This is a non-spoiler review. No plot information will be shared here, other than in very general terms, that is not already widely known thanks to pre-season interviews and other press.
There's no better way to start this off: the season two premiere of Supergirl is one of the best hours of live-action superhero television ever created. It's utterly joyful television that perfectly communicates the wonder, fun, and action of the best superhero comics.
As it enters its second season, The CW's Supergirl (née CBS's Supergirl) doubles down on its appeal to fans whose preferred brand of superheroics is less angsty and more inspired by '60s and '70s comics and the Richard Donner Superman movies. Through strong performances, though, it manages to appeal more broadly: even fans of post-Crisis on Infinite Earths comics and the Zack Snyder DC Extended Universe should find something to love in the premiere.
With the introduction of Tyler Hoechlin's Superman, the episode feels more than a little like "Worlds Finest," the season one episode that saw Grant Gustin guest star as The Flash, establishing for the first time that Supergirl existed in a multiverse with the rest of the CW superheroes and that the heroes could appear on one another's shows if they were so inclined.
It was also an episode where the villains got a bit of the shorter shrift as the heroes and supporting cast took the spotlight, something that's true of the premiere -- titled "The Adventures of Supergirl" -- as well.
Unlike "Worlds Finest," though, "The Adventures of Supergirl" doesn't have to introduce its villain in any meaningful way. Whereas valuable screen time was spent creating the Silver Banshee during the Flash crossover last season, the premiere splits time between Supergirl and Superman averting catastrophes and, finally, battling a less-complex villain who doesn't need a lot of establishing. That extra time is spent developing the villain's plan and making the story's conflict more fleshed out, ultimately to the benefit of the show.
While the chemistry between Hoechlin and Melissa Benoist, who plays Supergirl, is a high point of the episode, it should be clear that this is still very much her story. The premiere sees Cat Grant get about as much screen time as Superman, and she has one of the best moments, too.
There are bits of the premiere that set up the season to come, and those are interesting but perfunctory. It's clear that the biggest priority is getting all the players in place: since this picks up as the previous episode ends, there are a lot of urgent questions -- Jimmy and Kara's relationship, the crash-landed Kryptonian pod, Kara's new career choice, and more - that require attention. They all get what they deserve, but none completely take center stage in the episode, which decidedly belongs to the first live-action team-up of Superman and Supergirl.
The episode is as Richard Donner-inspired as you can get without actually playing the John Williams score when Superman comes onscreen for the first time. This means that folks tired of the stoic Superman from Man of Steel and Batman v Superman should be very happy with the premiere, but it also means longtime viewers, regardless of their feelings about the current state of the DC Extended Universe, will be rewarded for close attention.
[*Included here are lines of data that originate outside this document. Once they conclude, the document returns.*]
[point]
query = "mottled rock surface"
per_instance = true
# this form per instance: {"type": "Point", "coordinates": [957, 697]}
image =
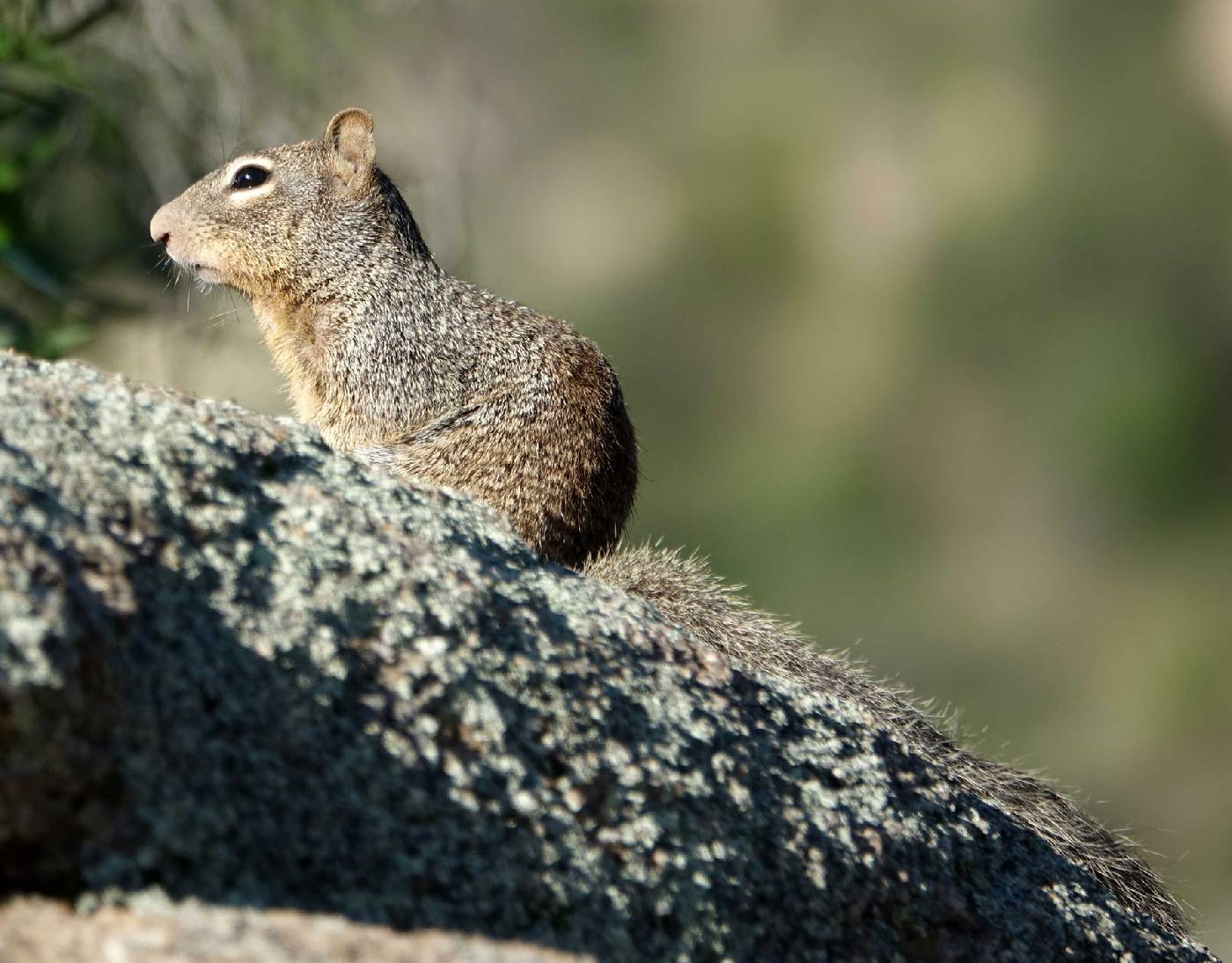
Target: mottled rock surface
{"type": "Point", "coordinates": [240, 668]}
One area where some fans may eye-roll a bit: we're back to pre-Crisis levels of clumsy, geeky Clark Kent. That's likely to be appealing to some members of the audience, although there's also some value to having a less buffonish Clark, who we get to see when he's interacting with members of Kara's inner circle instead of the world at large. Hoechlin's Superman, meanwhile, is pitch-perfect. He feels like what Superman should feel like with a decade of experience behind him and the responsibilities of being the world's most famous and visible alien already processed and dealt with. This is the first time in years (we're including Smallville here) that we've seen Superman accept his role without angst or frustration, and becuase of the relatively small number of live-action iterations where other heroes have appeared, this is the first time audiences will have seen him acting as a leader of the superhero community.
The episode is full of changes. Not all of them make perfect sense, but they all feel right. There's an emotional truth to the episode, so that even when audiences do a bit of a double-take at a certain idea or story beat, it will reconcile itself on second glance.
On that same note, there's a storytelling contrivance in the final moments of the episode which, in any other show, could easily feel silly. Supergirl has built a world where it...works. It feels a bit like a magic trick, which may defy logic, but at its best -- such as in this episode -- Supergirl is a little magical.
Supergirl airs Monday nights at 8 p.m. ET/PT. New episodes begin on Monday, October 10 on The CW.